From the Editor: Politics as Usual?

Halloween and Politics: Two subjects that our publication should be soaking in until our fingers get pruney.  The season is changing, the costumes are coming out, and the politics are borderline gruesome—as usual.

I ran up to Duluth for a day this past week and landed smack dab at the right place at the right time.  I wasn’t supposed to be there—it was a whim.  My friend Chrissy is a faculty member at the University of Minnesota in Duluth and I arrived at her office door on National Coming Out Day just in time for a special 6th Annual National Coming Out Day Luncheon. I joked that only I could manage to take off a day and head up to the North Shore and end up at a Coming Out Day event. Timing.  It’s all in the timing.  And what a time it was.  The ballroom was full of people observing a day that demands reverence and celebration.  We listened to Deborah Petersen-Perlman (top, left) recount the history of National Coming Out Day.  UMD student, Sovann Khong (middle), told us of bullying and being locked out of his own home as brutal accents of his own coming out story. Jake Caceres (top, right) regaled us with “The Caveman Song” which was a crowd-pleaser to say the least.  Gary Anderson (lower, left) gave a moving update of what’s going on with Duluth and Minnesota United for All Families and Angie Nichols (lower, right) ended the program, leaving us all with a sense of empowered togetherness.

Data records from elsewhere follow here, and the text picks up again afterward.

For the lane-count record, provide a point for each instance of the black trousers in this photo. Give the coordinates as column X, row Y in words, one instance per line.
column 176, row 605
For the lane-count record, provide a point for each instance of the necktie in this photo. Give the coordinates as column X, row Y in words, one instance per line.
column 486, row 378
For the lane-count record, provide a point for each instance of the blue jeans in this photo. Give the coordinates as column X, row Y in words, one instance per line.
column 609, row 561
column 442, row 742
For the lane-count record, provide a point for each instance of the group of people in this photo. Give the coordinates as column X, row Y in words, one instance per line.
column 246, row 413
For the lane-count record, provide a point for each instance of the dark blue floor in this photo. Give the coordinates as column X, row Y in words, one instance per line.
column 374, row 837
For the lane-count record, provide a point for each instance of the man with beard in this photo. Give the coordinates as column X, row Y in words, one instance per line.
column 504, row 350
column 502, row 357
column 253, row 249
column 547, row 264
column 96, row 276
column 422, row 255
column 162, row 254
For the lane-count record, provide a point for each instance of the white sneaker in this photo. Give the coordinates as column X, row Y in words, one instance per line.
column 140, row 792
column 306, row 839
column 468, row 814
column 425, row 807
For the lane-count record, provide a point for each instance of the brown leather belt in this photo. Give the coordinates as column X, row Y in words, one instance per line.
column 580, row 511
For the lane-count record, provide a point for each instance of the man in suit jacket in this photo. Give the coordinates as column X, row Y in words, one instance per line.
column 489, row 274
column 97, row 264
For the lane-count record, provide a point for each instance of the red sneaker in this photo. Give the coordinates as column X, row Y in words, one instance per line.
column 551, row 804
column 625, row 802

Sitting there, I looked around at a group of people that was gathered for greatness.  I thought about how these issues of bullying and civil rights are drawing us out in greater numbers.  How, by being drawn out and united, we’re actually making the world smaller.  I certainly didn’t feel like I was in a ballroom on a university campus 160 miles from where I’d started that morning. I could’ve walked into an event happening downtown and been hit with the same purpose, the same sense of accomplishment, and the same sense of unity.

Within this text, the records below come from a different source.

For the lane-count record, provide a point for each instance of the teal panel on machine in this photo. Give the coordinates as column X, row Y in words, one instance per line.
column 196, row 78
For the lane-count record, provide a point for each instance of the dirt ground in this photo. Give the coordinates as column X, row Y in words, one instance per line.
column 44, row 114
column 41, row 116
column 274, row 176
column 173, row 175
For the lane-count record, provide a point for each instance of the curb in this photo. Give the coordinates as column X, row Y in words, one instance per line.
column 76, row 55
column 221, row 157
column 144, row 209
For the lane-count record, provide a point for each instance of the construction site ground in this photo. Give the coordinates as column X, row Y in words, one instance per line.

Unity.  As you read through this issue, think of the politics that are presented.  We’ve got five of the more recognized parties speaking out in these pages—many of which talk about personal agency and rights.  Oddly unifying. From the people of faith to the atheists against the marriage amendment, there are differences to be sure.  But, there are so many points of unity.  There is an abundance of ways to make this world smaller as we fight the same fight toward the same goal: Rights.  Civil, human, equal.

Sometimes it’s being in the right place at the right time…and sometimes it’s simply walking out the door and looking around.  Look around.  See each other.  Feel stronger.

As the only GLBT publication in the region, Lavender is there with you.  We’re unifying and presenting information to foster a continued discussion.  I really mean it when I say that I’m committing Lavender to this conversation.  Please hold me to it.